18 nov 2011

Versión italiana del cap 26 de "Niños a la Deriva"

Capitolo 26

 

·         Iperestesia al rumore

THERIDION CURACAVICUM

·         Histeria

AMBRA GRISAE 200 CH

MOSCHUS 200 CH

DAMIANA 30 CH

·         Iperemotività

IGNATIA 200 CH

 

A soli nove anni

mi avvicinai alle tue mani

vidi nel fondo dei tuoi occhi

tanto amore

per me incomprensibile

che mi fece versare

due calde lacrime.

 

Il dolore pungente, vedendo

quanto vano fosse stato

il tuo parlare

e il to fare,

mi raggiuns il petto

quando asciugasti le mie lacrime

con la carezza dei tuoi baci.

Avevi slanci così dolcì

come tu solo sapevi avere

con vecchi modi

che sempre ti furon fedeli.

 

La vecchia casa

dai piedi affondati nella sabbia

che ci fu aggiudicata

grazie al nonno

che era marinaio

bagnata da frange di mare

che cavalcavano sul vento

sopravviveva come te

vittoriosa, nonostante tutto,

su tempeste ed anni.

 

Mi facesti leggere il primo

romanzo- "blanca o Bruna"

scritto con parole d'amore

come fossero nate

dalle tue labbra, dalla tua lingua.

 

A nove anni appena

mi avviucinai alle tue mani

per leggere ancora quel vecchio romanzo

che sulle tue ginocchia riposava

mentre la tua testa e i tuoi occhi alti

cercavano il caldo controluce

della finestra.

 

Ad appena nove anni

mi avvicinai alla tue mani,

carezzata dai tuoi baci

mi sgorgarono due calde lacrime

come adesso

mentre scrivo questi versi.

 

Dalla mia avventura con l'atlante Manuel mi è rimasta addosso un'ipersensibilità in tutti icampi, ma l'iperacusia è quel che più mi dà fastidio.

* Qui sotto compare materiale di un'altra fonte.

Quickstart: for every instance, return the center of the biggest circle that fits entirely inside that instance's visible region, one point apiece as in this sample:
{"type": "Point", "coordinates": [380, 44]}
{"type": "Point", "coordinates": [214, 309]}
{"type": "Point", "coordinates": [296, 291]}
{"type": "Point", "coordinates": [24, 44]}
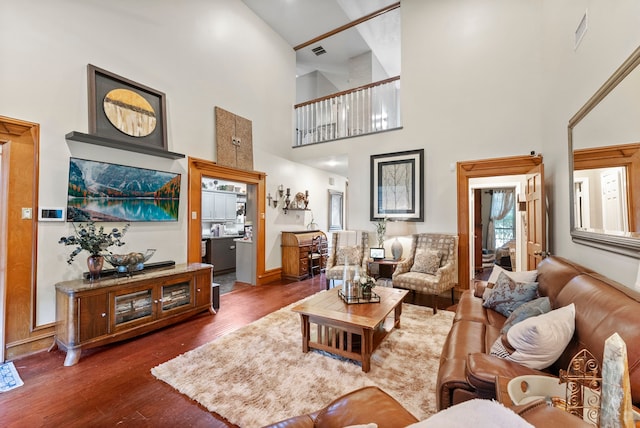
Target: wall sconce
{"type": "Point", "coordinates": [287, 200]}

Sono contentissima di aver la mente fresca per il lavoro, di godere di vista acuta che mi fa leggere ancora alla luce tenue e di avere vari orgasmi ad ogni rapporto, ma il fatto che il minimo rumore m'interrompa il sonno mi sta alterando il sistema nervoso e mi fa reagire cone un'isterica di fronte alkla sia pur piccola contrarietà.

 

Non mi azzardo a definere l'iperemotività un fatto positivo, poiché mi vengono le lacrime agli occhi quasi a voler accompagnare l'inchiostro del mio Manueale della Solitudine, come a voler impedire che il nero finisca per colonizzare paesaggio come un fungo color seppia, come un'infezione di antieroi a testa bassa che tornino da una guerra senza essere riusciti a piazzare il loro Cavallo di Troia.

 

Da quando ho realizzato ilo mio desiderio di sperimentare un'avventura amorosa con uno sconosciuto, ogni volta che ritorno all'ospedale ho la sensazione che i colleghi mi guardino interrogandosi vicendevolmente circa il mio compotamento da "ultima arrivata"ancor priva del Manuale della Solitudine con istruzioni precise per vivere su questo mondo sovraffollato, dalle sale strapiene di persone sole, ma che, nello stesso tempo, si sforza di riempire le nostre ore "libere" di attività quotidiane come le cene fra amici, dove la cosa più importante è quello che si mangia.

 

Io preferisco osservare piccole cose, insetti, anch'essi prigionieri del mondo artificiale del laboratorio dell'Ospedale, i minimi dettagli, una macchia sul muro. Mi piace entrare nell'universo degli atlanti di oggi, come Rivas che costruisce un cosmo fatto d'immagini primordiali, immagini che mi piacerebbe trasfoirmare, al suo fianco, in parole, fino ad ubriacarmi con lui di quella sua lingua così carica di ritmo, di poesia. Mi piacerebbe parlare con Rivas, uomo centauro, guardando l'eleganza dei suoi capelli esposta all'aria della sua schiena di "pingueiras" così comuni in quelle terre mitiche, dove le donne han portato da sempre sulla testa ogni genere di cosa, anche le parole cariche di significato che portano con sé la memoria, le informazioni essenziali sull'umanità.

 

In questo tipo di universi non manca nulla e nulla è innecessario; neanche gli errori o le imperfezioni a causa dei quali dobbiamo fare ancora un altro sforzo per adattarci alla macchina diabolica che chiamiamo realtà e di cui potrebbe valer la pena vedere il congegno.